The equality principle referenced, of course, is found in the Declaration of Independence—"...all Men are created equal,..." It didn't matter that the clause was written by a Southerner and slave owner and that the Declaration was signed by a number of slaveowners who risked their Lives, their Fortunes, and their sacred Honor so that our nation would win its independence. It doesn't take a genius to figure out there's a disconnect here and there always will be. The point I want to make is this particular "equality" principle was missing in the Constitution, and it is the Republicans'/Lincoln's bizarre adherence to the Declaration of Independence's taking precedence over the Constitution as this nation's founding document that excuses the Republicans' subsequest violations of the Constitution and destruction of the republic that to this day they are credited with saving.

I argue, as the South has for, gosh, two centuries now, that The Declaration is the document by which we informed King George we were opting out of his empire. The Constitution, written eleven years later, with the Articles of Confederation sandwiched in between, is the document, ratified by thirteen sovereign states, that formed the Federal Republic of the United States of America —under a limited central govenment, its powers granted by the consent of the governed through powers delegated by their sovereign states.

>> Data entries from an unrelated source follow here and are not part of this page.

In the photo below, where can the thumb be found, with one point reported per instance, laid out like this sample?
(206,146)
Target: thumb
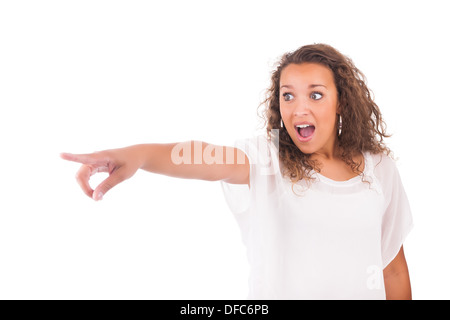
(114,179)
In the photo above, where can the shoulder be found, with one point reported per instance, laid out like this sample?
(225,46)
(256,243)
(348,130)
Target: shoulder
(383,164)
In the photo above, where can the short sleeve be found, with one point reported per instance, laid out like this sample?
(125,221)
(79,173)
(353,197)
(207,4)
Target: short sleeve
(397,219)
(238,196)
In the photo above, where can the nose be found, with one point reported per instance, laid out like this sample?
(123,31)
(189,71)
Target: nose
(301,109)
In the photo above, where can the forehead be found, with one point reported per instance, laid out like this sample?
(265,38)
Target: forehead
(305,74)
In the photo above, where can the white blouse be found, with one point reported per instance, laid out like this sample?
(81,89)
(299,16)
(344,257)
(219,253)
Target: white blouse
(329,240)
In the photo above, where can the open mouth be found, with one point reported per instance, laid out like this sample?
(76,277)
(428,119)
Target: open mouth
(305,131)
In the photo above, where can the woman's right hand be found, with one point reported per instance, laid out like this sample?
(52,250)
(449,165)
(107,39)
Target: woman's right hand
(121,164)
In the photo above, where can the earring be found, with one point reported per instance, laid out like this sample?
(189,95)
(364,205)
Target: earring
(340,126)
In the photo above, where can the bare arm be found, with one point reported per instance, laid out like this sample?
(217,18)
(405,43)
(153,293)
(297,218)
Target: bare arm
(396,279)
(190,160)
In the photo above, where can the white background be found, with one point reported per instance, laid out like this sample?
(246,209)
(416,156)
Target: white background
(83,76)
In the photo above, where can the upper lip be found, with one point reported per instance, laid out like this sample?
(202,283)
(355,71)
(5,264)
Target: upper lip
(303,123)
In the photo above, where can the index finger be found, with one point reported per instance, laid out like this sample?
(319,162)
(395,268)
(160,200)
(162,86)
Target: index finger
(88,158)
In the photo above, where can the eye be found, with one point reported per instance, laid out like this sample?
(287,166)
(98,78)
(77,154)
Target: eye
(316,96)
(287,96)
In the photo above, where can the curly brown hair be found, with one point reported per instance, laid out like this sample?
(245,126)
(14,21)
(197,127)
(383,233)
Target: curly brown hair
(363,128)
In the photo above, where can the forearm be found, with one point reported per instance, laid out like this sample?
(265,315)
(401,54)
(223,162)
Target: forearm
(398,286)
(194,160)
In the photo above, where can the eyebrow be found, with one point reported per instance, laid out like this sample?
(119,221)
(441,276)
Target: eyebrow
(309,87)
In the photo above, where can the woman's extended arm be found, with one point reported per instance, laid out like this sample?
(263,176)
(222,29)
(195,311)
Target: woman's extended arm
(396,279)
(190,160)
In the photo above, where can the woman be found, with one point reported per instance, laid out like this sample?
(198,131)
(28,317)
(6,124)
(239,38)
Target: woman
(321,206)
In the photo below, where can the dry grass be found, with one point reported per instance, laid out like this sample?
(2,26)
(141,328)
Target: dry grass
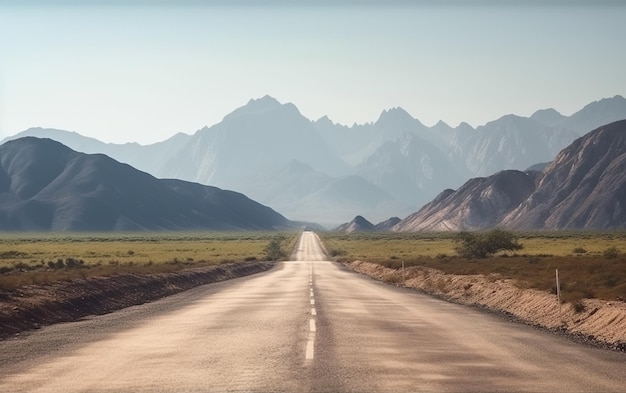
(592,274)
(34,258)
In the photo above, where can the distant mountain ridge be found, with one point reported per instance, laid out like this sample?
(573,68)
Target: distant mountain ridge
(46,186)
(583,188)
(402,163)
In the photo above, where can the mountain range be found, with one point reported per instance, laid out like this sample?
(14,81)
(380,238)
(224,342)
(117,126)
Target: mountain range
(584,187)
(44,186)
(324,172)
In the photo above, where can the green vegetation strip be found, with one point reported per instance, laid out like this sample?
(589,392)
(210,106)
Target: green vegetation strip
(45,258)
(590,264)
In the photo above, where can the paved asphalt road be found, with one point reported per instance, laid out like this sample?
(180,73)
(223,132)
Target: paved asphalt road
(307,325)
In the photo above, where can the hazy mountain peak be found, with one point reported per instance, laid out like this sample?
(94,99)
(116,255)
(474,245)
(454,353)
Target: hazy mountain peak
(257,106)
(325,120)
(441,124)
(465,127)
(265,101)
(548,117)
(394,116)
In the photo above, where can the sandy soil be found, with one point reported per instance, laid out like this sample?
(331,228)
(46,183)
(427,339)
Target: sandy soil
(34,306)
(600,322)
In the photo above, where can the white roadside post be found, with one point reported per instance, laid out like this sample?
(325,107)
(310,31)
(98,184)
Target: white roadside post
(558,294)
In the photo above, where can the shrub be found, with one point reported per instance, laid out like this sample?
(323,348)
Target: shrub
(481,245)
(274,250)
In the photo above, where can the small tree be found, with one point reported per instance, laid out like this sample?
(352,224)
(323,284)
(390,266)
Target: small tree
(472,245)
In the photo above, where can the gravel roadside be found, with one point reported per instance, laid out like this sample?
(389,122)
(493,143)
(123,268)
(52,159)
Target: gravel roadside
(34,306)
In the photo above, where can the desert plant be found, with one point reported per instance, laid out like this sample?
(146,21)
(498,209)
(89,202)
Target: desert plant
(472,245)
(274,250)
(610,253)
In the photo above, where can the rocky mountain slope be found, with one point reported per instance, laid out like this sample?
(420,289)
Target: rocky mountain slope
(583,188)
(358,224)
(403,162)
(47,186)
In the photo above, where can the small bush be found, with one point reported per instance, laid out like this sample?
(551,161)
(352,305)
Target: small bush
(274,251)
(578,306)
(485,244)
(610,253)
(393,278)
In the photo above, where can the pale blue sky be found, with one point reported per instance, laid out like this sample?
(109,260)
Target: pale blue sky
(144,72)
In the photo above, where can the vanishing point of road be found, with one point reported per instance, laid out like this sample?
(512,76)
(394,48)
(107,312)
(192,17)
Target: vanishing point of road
(304,326)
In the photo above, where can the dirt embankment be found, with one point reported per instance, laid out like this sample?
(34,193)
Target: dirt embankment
(34,306)
(597,321)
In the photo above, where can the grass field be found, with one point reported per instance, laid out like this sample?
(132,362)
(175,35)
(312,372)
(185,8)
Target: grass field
(44,258)
(590,264)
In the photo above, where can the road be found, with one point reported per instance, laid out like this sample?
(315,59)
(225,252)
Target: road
(305,326)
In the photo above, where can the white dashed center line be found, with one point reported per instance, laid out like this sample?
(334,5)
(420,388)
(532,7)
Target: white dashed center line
(310,344)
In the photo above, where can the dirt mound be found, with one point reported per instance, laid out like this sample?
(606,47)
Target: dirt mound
(592,319)
(31,307)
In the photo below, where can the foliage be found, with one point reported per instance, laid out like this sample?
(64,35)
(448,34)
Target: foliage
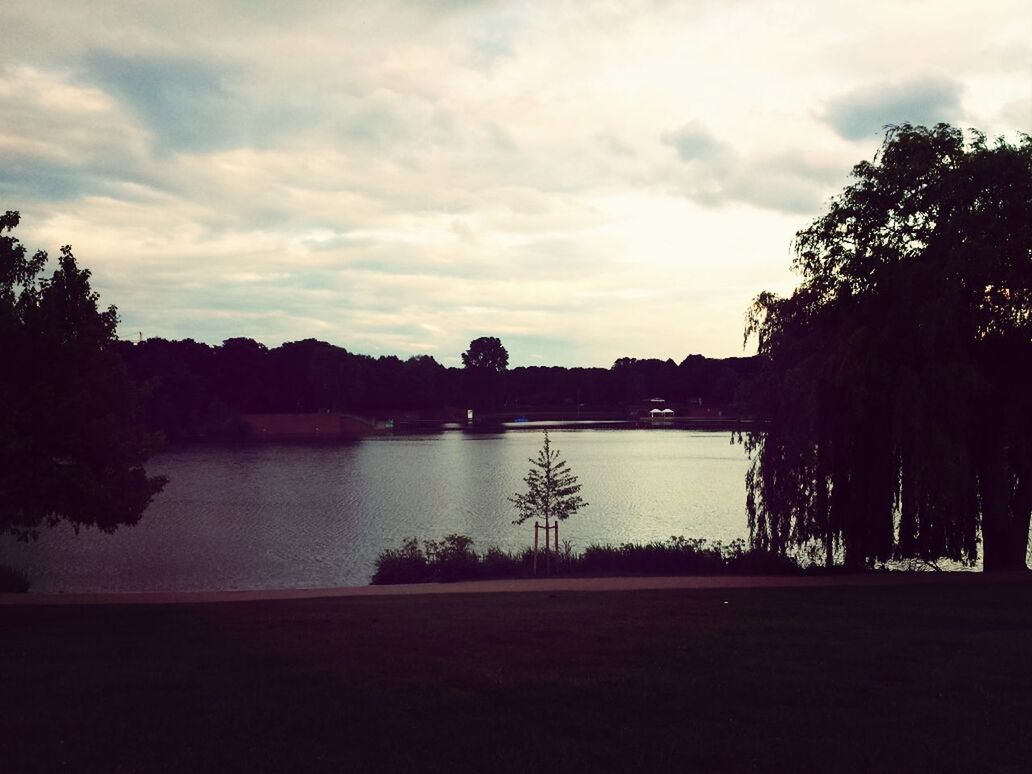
(486,353)
(72,442)
(13,581)
(896,375)
(405,565)
(196,390)
(551,489)
(453,559)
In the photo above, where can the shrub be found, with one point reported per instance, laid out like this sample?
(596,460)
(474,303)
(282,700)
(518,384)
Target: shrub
(406,565)
(13,581)
(453,558)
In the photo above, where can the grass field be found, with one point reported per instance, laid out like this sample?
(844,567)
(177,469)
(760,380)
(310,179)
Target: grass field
(884,678)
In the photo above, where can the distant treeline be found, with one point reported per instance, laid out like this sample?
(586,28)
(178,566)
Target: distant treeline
(195,390)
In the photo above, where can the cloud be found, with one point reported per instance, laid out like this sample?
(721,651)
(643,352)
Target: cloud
(186,103)
(695,142)
(714,174)
(863,113)
(359,171)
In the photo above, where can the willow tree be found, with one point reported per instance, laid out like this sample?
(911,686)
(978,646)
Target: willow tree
(897,376)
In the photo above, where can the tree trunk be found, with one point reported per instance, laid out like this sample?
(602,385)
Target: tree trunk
(1004,531)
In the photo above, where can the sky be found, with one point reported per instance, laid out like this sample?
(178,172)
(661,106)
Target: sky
(585,181)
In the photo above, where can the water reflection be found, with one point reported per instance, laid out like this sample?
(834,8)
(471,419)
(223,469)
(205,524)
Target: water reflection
(301,516)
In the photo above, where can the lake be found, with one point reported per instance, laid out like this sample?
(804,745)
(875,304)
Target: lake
(307,516)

It is the document our founders designed specifically to keep in check the anticipated growth of what would become, by its very nature, a large, all-powerful central government. Note that it is a large, all-powerful govenment that is critical for carrying out a liberal agenda. Equality, validated in the Declaration, formed one of the tenants of the Republican Party —not because it cared about each individual, but because representative government wasn't working for it. Sovereign states, which could counter the overreach of the central government, got in the way of its "liberal" agenda.

I've always heard it argued that the concessions made to the slave states during the writing of the Constitution were done so the Southern states would ratify it. Darn right—, we played a major role in writing the thing. If the Northern, non-slave holding states did not agree with the Constitution, they shouldn't have ratified it. They could have written their own Constitution, instead of desecrating ours. It was a bad marriage from the start with one partner, in bad faith, determined to change the other.
For eighty years the South was the bulwark against the proponents of strong central government and the tyranny of democracy over representative govenment. The most damaging attack made against the republic was that made to representative government 150 years ago by Lincoln's Republican Party. That's where the seeds of liberalism were sown, not in the Confederacy. That group of Republican tyrants created a fertile field, which continues to put forth its ever-increasing bounty of crop-choking weeds to this day. The party doesn't matter. What matters is the restraints are gone.
You want to promote the South for laying the foundation for "liberal progressivism"? Well, maybe we do deserve the blame. We lost the War.